Vous nous avez réservé pour ce voyage exceptionnel quelques rencontres inédites. Pouvez-vous nous en dire plus ?

Nous rencontrerons tout d’abord des Ayatollahs. Même si ils sont appelés à disparaitre du paysage politique, les Ayatollahs représentent aujourd’hui une sorte de charnière autour de laquelle s’articule la société iranienne...Ils répondront à toutes nos questions.

Ensuite, nous rencontrerons un représentant du pouvoir comme le ministre des affaires étrangères chargé de l’Europe qui nous parlera des relations difficiles avec l’Europe.

Et puis, nous serons également reçus par les expatriés français qui travaillent en Iran, chez Renaud, chez Peugeot-Citroën, des personnes qui travaillent à l’ambassade, ou encore des jeunes étudiants.
L’ambassadeur, si son emploi du temps le permet, nous recevra avec son conseiller économique pour nous exposer sa vision de l’Iran...

 

Enfin, pouvez-vous nous dire en quoi ce déplacement en Iran, vers cette culture Perse, peut nous aider dans la compréhension de ce qui se vit au Proche Orient ?

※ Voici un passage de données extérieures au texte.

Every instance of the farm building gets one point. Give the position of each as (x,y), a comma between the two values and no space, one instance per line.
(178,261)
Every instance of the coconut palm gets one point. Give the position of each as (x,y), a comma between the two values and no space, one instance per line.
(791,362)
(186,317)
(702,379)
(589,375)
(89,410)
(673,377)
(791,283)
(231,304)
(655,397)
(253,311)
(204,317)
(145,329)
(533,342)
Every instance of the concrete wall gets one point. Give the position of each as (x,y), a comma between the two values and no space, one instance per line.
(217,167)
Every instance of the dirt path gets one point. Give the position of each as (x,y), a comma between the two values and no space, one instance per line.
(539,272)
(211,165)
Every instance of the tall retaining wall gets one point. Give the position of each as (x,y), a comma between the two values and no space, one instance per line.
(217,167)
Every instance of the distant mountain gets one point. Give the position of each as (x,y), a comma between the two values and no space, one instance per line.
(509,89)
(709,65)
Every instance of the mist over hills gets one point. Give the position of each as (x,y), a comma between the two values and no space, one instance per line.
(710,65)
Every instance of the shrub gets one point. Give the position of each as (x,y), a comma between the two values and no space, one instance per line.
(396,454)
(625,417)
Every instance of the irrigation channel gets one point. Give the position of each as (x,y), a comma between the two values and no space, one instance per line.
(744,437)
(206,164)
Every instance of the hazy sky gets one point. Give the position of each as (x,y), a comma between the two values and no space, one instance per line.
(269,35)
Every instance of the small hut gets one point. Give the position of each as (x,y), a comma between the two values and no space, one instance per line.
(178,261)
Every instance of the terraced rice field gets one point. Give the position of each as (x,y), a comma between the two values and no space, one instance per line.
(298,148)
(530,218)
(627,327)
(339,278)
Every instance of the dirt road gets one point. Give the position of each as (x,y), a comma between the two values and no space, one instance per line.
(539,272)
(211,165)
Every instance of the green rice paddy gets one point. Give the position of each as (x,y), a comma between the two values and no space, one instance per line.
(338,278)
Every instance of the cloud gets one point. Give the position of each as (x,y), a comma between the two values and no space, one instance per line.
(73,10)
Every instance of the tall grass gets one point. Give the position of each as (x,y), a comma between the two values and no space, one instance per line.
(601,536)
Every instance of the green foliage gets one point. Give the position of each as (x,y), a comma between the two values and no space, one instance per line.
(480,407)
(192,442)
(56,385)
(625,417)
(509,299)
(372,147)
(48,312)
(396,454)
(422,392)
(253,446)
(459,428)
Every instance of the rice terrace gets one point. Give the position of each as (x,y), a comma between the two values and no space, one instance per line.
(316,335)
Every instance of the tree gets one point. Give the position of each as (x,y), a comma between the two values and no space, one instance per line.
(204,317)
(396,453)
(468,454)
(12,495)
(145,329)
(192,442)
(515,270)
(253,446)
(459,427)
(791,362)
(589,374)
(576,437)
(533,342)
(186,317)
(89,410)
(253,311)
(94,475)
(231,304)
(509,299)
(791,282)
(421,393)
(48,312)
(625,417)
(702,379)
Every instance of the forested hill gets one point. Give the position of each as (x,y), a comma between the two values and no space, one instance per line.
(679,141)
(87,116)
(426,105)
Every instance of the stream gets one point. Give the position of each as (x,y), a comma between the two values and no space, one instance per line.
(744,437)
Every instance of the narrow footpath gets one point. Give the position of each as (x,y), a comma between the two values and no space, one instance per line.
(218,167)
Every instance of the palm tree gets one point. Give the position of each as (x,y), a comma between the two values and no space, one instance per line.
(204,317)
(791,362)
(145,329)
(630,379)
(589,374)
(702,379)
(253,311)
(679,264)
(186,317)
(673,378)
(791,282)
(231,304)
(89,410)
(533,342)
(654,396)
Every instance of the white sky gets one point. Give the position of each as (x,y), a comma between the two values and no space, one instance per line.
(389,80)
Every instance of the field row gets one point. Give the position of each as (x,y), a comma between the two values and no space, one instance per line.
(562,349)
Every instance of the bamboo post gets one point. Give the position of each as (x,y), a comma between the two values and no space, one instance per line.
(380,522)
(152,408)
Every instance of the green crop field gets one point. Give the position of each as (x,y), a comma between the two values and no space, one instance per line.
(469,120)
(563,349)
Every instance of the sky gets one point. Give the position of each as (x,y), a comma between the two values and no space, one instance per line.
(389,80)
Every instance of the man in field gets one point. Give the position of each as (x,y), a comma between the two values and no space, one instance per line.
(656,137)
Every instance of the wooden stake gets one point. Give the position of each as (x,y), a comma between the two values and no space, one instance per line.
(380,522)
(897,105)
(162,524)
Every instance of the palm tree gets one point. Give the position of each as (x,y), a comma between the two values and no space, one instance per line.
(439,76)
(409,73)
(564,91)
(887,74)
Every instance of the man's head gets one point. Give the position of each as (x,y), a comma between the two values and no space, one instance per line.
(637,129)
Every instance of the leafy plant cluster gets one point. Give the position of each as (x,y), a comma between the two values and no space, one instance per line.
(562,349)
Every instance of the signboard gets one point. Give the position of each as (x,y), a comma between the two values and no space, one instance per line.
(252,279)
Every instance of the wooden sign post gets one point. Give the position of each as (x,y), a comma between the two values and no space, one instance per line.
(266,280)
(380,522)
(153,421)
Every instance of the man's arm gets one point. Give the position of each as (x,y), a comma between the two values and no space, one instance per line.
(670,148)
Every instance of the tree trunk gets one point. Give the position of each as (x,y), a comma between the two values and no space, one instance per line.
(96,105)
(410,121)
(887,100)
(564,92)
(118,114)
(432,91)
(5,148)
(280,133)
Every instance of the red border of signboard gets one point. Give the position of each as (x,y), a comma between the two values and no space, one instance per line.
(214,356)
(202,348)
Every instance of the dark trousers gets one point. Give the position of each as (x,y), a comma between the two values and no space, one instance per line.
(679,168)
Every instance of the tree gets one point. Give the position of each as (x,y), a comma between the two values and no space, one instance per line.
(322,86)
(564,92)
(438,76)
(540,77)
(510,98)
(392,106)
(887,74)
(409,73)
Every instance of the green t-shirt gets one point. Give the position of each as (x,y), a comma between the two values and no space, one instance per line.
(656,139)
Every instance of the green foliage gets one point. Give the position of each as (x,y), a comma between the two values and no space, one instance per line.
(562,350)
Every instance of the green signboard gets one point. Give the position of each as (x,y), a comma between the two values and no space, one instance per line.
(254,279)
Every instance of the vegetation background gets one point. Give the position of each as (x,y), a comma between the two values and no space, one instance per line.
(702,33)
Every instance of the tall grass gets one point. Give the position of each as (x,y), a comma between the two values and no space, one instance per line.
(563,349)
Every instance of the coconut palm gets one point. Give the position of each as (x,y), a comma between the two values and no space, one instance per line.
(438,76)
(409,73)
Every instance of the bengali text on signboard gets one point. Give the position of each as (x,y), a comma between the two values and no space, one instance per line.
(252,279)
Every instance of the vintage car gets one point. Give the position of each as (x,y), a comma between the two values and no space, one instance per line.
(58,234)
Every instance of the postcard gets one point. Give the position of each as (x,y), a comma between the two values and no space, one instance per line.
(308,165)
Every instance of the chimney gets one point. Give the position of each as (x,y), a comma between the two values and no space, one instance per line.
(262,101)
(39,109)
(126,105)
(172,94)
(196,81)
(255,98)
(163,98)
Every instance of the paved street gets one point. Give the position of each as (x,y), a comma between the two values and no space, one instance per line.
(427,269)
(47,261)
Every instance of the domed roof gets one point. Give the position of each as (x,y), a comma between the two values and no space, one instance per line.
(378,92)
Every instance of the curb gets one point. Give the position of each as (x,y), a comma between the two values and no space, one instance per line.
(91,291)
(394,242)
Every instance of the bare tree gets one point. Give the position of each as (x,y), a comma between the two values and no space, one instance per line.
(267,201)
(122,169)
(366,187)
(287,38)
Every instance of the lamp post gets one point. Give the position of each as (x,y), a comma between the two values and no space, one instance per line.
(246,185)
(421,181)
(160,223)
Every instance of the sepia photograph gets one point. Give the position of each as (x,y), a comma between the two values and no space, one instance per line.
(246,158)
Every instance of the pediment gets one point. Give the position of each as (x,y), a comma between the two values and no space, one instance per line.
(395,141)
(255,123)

Pour la simple raison que l’Iran est devenu aujourd’hui incontournable. On a l’habitude de dire au proche Orient que la guerre est impossible sans l’Egypte, la paix est impossible sans la Syrie. Nous devrions ajouter aujourd’hui sans la Syrie et l’Iran. Parce que l’Iran a développé une diplomatie contestataire qui en a fait aujourd’hui un acteur incontournable. Pour la première fois depuis le Xème siècle, l’empire Perse, a déplacé, a repoussé les frontières dans l’espace arabe.

Il n’est pas question à travers ce voyage d’apporter une caution au régime. C’est pour cela que lors de nos rencontres, nous dirons exactement ce que nous pensons et quelles sont nos conditions de citoyens français, républicains, face à ce que l’on peut appeler une théocratie.